Out of the other new characters, Dr. Natalie Manning is the only one who makes much of an impression. That's only because the premiere brings so much attention to her pregnancy and her mysteriously missing husband. She jumps back and forth from a case involving a young girl with a broken leg who goes into cardiac arrest and a pregnant surrogate with overbearing parents of the baby. It's the latter case that has a lot of value in this episode because it forces Will and Natalie to work as a team while treating a patient who is seemingly beating the odds. They run into some tensions by the biological parents who don't want to put the healthy baby at risk. That's a good enough explanation for how Sharon figures into the ongoing case structure. But again, everything works out in the end.

In fact, most of the cases that the characters take on in this episode have a happy ending. The surrogate and her baby both survive surgery - despite a fake out being utilized to lead into an act break. The young girl is fine once medical student Sarah Reese uses enough force to do CPR. The only tragic outcome is the guy who Connor first arrived at the hospital with. He did not make it which devastates his girlfriend turned fianc√©. But even this story ended in a heartwarming place by the guy being able to donate his lungs to another patient in the ER who needed them in order to survive. It's a very manipulative plot device that has been done a million times on shows like this. But it still found a way to bring Connor and Charles together in service of their patient. That kind of character work is spotty in this premiere but it has to be the priority if Chicago Med is going to make it as a series. 

Some more thoughts:
  • "The Green Branch" was directed by Michael Waxman with story by Andrew Dettmann and teleplay by Andrew Dettmann, Diane Frolov & Andrew Schneider.

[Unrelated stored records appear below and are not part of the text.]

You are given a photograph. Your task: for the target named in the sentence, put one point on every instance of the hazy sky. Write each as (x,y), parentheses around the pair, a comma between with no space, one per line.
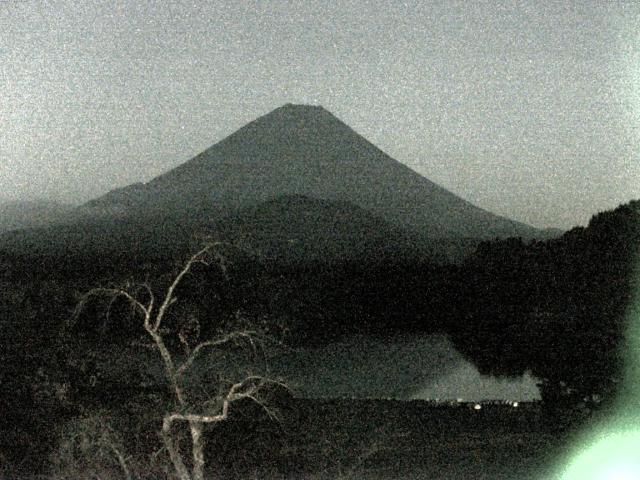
(528,109)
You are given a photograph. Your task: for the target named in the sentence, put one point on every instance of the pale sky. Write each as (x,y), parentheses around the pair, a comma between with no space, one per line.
(528,109)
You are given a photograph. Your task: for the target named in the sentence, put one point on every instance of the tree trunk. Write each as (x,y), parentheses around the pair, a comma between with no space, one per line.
(174,454)
(198,449)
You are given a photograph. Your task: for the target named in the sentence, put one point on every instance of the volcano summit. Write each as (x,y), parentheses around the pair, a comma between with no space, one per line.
(301,150)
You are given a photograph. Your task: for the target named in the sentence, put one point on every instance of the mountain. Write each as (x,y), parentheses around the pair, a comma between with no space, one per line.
(16,215)
(306,151)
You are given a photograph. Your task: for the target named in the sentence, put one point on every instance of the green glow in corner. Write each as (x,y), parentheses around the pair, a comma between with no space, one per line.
(612,456)
(610,450)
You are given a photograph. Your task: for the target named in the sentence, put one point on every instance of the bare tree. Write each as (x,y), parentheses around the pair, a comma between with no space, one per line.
(192,413)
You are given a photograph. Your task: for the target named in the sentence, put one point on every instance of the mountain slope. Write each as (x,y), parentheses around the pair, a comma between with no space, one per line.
(305,150)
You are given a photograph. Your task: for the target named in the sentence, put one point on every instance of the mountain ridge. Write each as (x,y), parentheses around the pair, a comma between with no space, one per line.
(306,150)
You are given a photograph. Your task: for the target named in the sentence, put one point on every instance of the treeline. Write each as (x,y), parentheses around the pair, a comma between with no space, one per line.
(555,308)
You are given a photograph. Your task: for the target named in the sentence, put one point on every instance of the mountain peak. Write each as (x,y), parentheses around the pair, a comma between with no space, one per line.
(300,149)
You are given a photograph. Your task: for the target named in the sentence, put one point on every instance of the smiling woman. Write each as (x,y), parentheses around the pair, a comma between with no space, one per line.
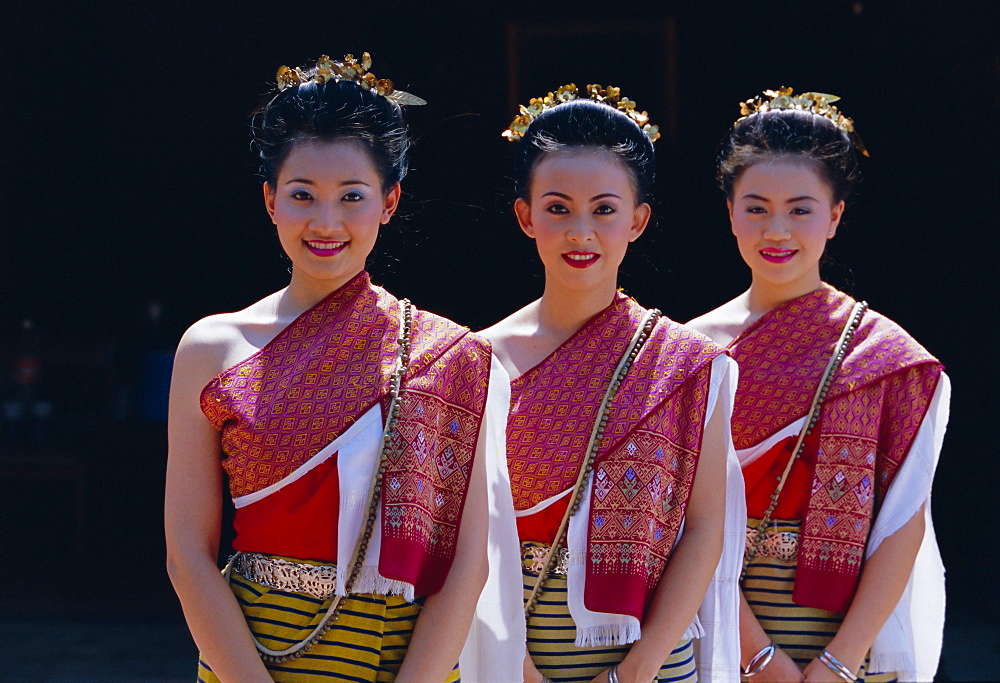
(359,434)
(618,431)
(839,406)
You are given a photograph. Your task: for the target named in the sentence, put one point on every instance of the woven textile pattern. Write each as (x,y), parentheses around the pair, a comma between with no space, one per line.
(554,405)
(282,405)
(642,487)
(646,463)
(867,423)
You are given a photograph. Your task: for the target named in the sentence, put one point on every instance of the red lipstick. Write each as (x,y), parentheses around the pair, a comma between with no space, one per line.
(581,259)
(778,255)
(325,248)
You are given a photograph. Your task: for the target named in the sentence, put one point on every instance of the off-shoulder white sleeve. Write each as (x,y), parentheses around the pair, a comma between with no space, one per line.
(910,640)
(717,650)
(494,650)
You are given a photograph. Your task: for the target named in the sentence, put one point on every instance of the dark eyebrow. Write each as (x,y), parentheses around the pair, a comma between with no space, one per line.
(593,199)
(306,181)
(790,201)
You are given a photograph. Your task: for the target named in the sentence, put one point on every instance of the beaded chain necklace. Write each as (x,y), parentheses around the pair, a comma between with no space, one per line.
(596,436)
(357,558)
(814,410)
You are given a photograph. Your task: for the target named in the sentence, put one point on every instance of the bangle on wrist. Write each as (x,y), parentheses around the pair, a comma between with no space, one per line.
(834,665)
(759,661)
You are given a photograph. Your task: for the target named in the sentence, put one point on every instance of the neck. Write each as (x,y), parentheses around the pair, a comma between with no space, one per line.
(302,294)
(562,312)
(763,296)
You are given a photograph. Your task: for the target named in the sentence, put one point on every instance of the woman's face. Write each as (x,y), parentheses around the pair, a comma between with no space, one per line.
(782,213)
(327,205)
(582,214)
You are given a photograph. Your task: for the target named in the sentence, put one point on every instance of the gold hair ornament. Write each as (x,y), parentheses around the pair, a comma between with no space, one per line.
(815,102)
(610,96)
(350,69)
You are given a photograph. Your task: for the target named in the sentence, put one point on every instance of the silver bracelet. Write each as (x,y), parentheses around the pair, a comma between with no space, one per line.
(759,661)
(834,665)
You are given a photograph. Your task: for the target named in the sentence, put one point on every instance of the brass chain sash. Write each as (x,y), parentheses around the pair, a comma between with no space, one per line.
(758,534)
(596,435)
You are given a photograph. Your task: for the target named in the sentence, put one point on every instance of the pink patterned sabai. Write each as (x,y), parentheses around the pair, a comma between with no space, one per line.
(868,422)
(645,467)
(285,403)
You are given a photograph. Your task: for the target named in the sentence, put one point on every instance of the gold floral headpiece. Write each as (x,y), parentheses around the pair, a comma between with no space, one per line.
(610,96)
(815,102)
(349,69)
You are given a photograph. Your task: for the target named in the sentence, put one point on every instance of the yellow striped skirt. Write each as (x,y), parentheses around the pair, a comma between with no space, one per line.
(802,632)
(367,642)
(551,634)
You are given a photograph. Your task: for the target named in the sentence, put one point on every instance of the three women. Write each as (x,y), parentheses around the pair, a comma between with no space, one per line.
(358,431)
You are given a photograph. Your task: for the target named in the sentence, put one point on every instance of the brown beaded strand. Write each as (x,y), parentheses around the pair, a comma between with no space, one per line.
(814,411)
(357,560)
(597,435)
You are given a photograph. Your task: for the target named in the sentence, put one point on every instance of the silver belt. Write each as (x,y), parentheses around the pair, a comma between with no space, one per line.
(780,545)
(318,580)
(533,558)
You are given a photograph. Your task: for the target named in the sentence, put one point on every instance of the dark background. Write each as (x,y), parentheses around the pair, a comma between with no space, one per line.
(128,181)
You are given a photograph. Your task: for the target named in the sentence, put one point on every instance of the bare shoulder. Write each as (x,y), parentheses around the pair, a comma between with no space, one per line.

  • The show even got Chicago mayor Rahm Emanuel to come in and congratulate the staff on the new fictional emergency room opening and all the good work they will do for the city. That showed just how serious the franchise takes its universe.
  • Dr. Ethan Choi doesn't seem to have a personality at all. Right now, he is just a sturdy rock in the ER. A presence there that can be relied upon without very much explanation over what his job actually is.
  • It's already so annoying watching Sarah learn how to practice all of her skills on trauma patients. Right now, she feels more comfortable in the lab. That's going to change by the end of the season. It already feels so predictable and unexciting.
  • It's great that the show has main characters who are not trauma physicians. That's only one part of working in the ER. Though it's probably going to be awkward incorporating Sharon and Charles in a story every week. Not impossible but the show will need to find the right rhythm quickly.
  • So who is going to be this show's big romantic couple who work together? On Fire, it's Casey and Gaby. On P.D., its Jay and Erin. Right now, it seems pretty clear that Connor will be one side of the equation - with the female counterpart either being April or Natalie. 
  • It's also a tad surprising that the premiere doesn't go overboard by bringing in characters from the other shows. Sylvie comes in with a patient from the ambulance while Herrmann gives an update on the crash site. That's about it. I guess the franchise has learned how to better utilize all of these characters appearing on all three shows.